SENTIRSI INNAMORATI A MILANO – Le storie belle sono belle perché non sono eterne, quindi con la Fiorentina sull’orlo del baratro Manuel è costretto quasi a passare al Milan, dove vince tutto in cinque stagioni ma soffre più di un problema: infortuni vari, il dualismo con Kakà – avessi detto Birsa -, l’arrivo di Rivaldo, la scarsa vena realizzativa. Tutte fandonie perché quando è stato chiamato in causa (a proposito, mai un lamento per le decisioni del mister Ancelotti), ed è stato chiamato in causa più di quanto possa sembrare, ha fatto quello che gli è riuscito meglio: con la chewing-gum in bocca, l maglia fuori dai pantaloncini e i calzini leggermente arrotolati, Rui Costa ha deliziato San Siro, che riconoscente ha sfiorato il già citato record del Franchi. memorabile la verticalizzazione di quaranta metri per Shevchenko in Milan – Real Madrid del 2002-03, ma sono tante le cose per cui Rui andrebbe ricordato, come il modo vellutato di calciare il pallone d’interno, l’andatura claudicante ma efficace, la straordinaria abilità nel saltare l’avversario. Si poteva subire un tunnel dal portoghese e nemmeno accorgersene. Rui Costa aveva un radar nella testa, capace di trovare il compagno prima di chiunque altro, riusciva ad essere in vantaggio di un secondo sull’avversario e badate bene che quel secondo lì è sempre stato decisivo.

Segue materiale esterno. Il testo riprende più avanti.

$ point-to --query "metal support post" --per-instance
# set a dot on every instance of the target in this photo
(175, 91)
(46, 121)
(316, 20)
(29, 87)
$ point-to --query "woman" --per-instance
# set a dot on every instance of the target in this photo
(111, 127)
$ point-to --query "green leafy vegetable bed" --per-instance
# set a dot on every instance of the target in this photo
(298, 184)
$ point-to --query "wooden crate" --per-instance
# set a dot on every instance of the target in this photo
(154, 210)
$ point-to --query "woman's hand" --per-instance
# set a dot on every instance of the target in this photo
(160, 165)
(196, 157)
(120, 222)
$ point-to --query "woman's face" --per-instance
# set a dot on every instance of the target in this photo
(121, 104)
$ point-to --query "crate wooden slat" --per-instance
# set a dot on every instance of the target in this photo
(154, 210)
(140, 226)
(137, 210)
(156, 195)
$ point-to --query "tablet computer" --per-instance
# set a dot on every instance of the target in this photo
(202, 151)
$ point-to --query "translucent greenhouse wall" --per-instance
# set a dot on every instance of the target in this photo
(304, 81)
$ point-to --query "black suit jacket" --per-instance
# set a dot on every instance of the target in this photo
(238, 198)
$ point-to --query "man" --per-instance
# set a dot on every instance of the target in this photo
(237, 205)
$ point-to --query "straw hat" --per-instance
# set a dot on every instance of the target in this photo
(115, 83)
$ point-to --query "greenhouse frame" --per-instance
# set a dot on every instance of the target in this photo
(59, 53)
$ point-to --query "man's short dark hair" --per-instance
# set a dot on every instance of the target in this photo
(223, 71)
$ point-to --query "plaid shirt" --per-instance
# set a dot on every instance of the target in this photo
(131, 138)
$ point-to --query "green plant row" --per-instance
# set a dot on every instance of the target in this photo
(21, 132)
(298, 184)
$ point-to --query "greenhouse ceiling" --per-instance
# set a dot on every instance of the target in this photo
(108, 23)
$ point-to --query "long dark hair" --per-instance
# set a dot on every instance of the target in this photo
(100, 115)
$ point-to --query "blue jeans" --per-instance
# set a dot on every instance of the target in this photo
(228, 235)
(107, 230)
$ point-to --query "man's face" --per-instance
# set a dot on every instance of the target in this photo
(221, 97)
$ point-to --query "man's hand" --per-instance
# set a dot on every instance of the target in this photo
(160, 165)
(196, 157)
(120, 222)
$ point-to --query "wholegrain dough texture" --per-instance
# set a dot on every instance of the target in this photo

LORD RUI – Poi venne l’addio al Milan, il ritorno al Benfica e nel 2008 il lutto mondiale del suo ritiro dai campi di calcio. Rui Costa ha lasciato tracce di straordinaria abilità calcistica, in Italia non c’è difensore che non abbia ubriacato o compagno di squadra che non abbia mai sfruttato un suo assist, ma soprattutto è riuscito a farsi amare da tutti, dai tifosi e dai colleghi. Due eventi sono significativi, quando da ex è tornato prima al Franchi in un Fiorentina – Milan e poi al Meazza in un Milan – Benfica ed è sempre stato accolto con uno scroscio di applausi e cori assordanti. Un signore, forse sarà un termine abusato ma comunque è quello che più calza a pennello al portoghese. Fuori e dentro il campo è stato un esempio di sportività, capace di tirare fuori un gol anche nelle situazioni più impensabili con un tocco in verticale o il suo tacco tipico, non colpendo direttamente il pallone con la parte posteriore del piede ma accarezzando la palla con l’interno basso e mandando la gamba indietro come in un passo di danza. Il numero dieci è stato azzeccato per poche persone, Rui Costa senza alcun dubbio è una di queste.